Der Regierungsrat schlägt dem Parlament eine flexiblere Schuldenbremse vor. Künftig ist nicht mehr die generelle Vermeidung neuer Schulden das Ziel, sondern ein tragbares Schuldenniveau. Die zulässige Verschuldung soll neu an die Wirtschaftskraft des Kantonsgekoppelt werden.  Zudem sollen die Jahresergebnisse der Erfolgsrechnung einem statistischen Ausgleichskonto zugewiesen werden. Für das Ausgleichskonto wird ein Startsaldo von 100 Millionen Franken festgesetzt. Der Kantonsrat wird im Sommer 2017 über den Vorschlag der Regierung beraten.

Grafik Schuldenbremse

Mit den beiden Sparpaketen Leistungen und Strukturen I und II konnte der Kanton das Ausgabenwachstum zwischen 2014 und 2017 nachhaltig um rund 175 Millionen Franken senken. Die grössten, zweistelligen Millionenbeiträge zu diesen Sparpaketen steuerten die Aufgabenbereiche Schulen und Hochschulen, Gesundheit, Sozialversicherungen und Soziales sowie Staatspersonal bei, aber auch im Hochbau, bei Polizei und Justizvollzug, Kultur, Sport, Umweltschutz und im öffentlichen Verkehr wurden Leistungen abgebaut.

Im Dezember 2016 hat der Regierungsrat mit dem über 500 Millionen Franken schweren Konsolidierungsprogramm 2017 (KP17) ein weiteres umfassendes Paket von Abbaumassnahmen vorgelegt, um auch die Ertragsausfälle beim NFA zu kompensieren. Das Paket umfasst unter anderem:

  • Steuerfusserhöhung von 1.6 auf 1.7 Einheiten
  • Verschiedene Beitragskürzungen (z.B. in den Bereichen Gymnasialbildung, Berufs- und Weiterbildung, Gesundheit, Asyl- und Flüchtlingswesen, öffentlicher Verkehr, Landwirtschaft und Wald, Sozialversicherungen, Volksschulbildung, Kultur etc.)
  • Steuergesetzrevision (z.B. Minimalsteuer für juristische Personen, Begrenzung Pendlerabzug, Kürzung Eigenbetreuungsabzug)
  • Anstellungsbedingungen Personal (z.B. Erhöhung Wochenarbeitszeit)
  • Organisationsentwicklung (z.B. Reorganisationen in der Verwaltung)
  • Anpassung Mittelverteilung für Strassen und öV
  • Kürzung Trägerschaftsbeitrag Hochschulen

Trotz KP17 ist jedoch nicht gesichert, dass die Schuldenbremse eingehalten werden kann. Das hat zwei Gründe:

  • Der Kantonsrat hat in seiner Beratung zum KP17 und zum Budget 2017 nicht alle Vorschläge des Regierungsrates angenommen.

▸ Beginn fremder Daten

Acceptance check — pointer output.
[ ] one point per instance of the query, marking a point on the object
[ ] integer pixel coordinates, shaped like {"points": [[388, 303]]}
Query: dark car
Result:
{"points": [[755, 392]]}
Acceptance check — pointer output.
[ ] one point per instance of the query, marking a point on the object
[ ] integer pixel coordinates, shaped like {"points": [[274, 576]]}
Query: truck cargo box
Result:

Aus seinen Beschlüssen ergibt sich für die Jahre 2018 bis 2021 ein Handlungsbedarf von 125 Millionen Franken.
  • Die Erhöhung der Kantonsanteile der direkten Bundessteuer fällt aufgrund der Ablehnung der Unternehmenssteuerreform III weg. Sie war ab 2019 mit jährlich rund 34 Millionen Franken im Aufgaben- und Finanzplan eingerechnet. 

Gesellschaft im Wandel heisst: der Kanton muss sein Leistungsportfolio immer neu den aktuellen Bedürfnissen anpassen. Die Frage, wo öffentliche Mittel schwergewichtig eingesetzt werden sollen, und wo öffentliche Mittel nicht mehr wie bisher benötigt werden, wird also auch bei einem Steuerfuss von 1.7 Einheiten weiterhin für Diskussionen sorgen.

Die Luzerner Finanzpolitik basiert auf dem finanzpolitischen Dreieck: Parlament und Regierung legen fest, welche Leistungen der Kanton erbringen soll, und bestimmen damit masssgeblich die Ausgaben. Daraus ergibt sich der Mittelbedarf; und auch, ob die budgetierten Einnahmen für die Finanzierung ausreichen oder ob Schulden gemacht werden müssen.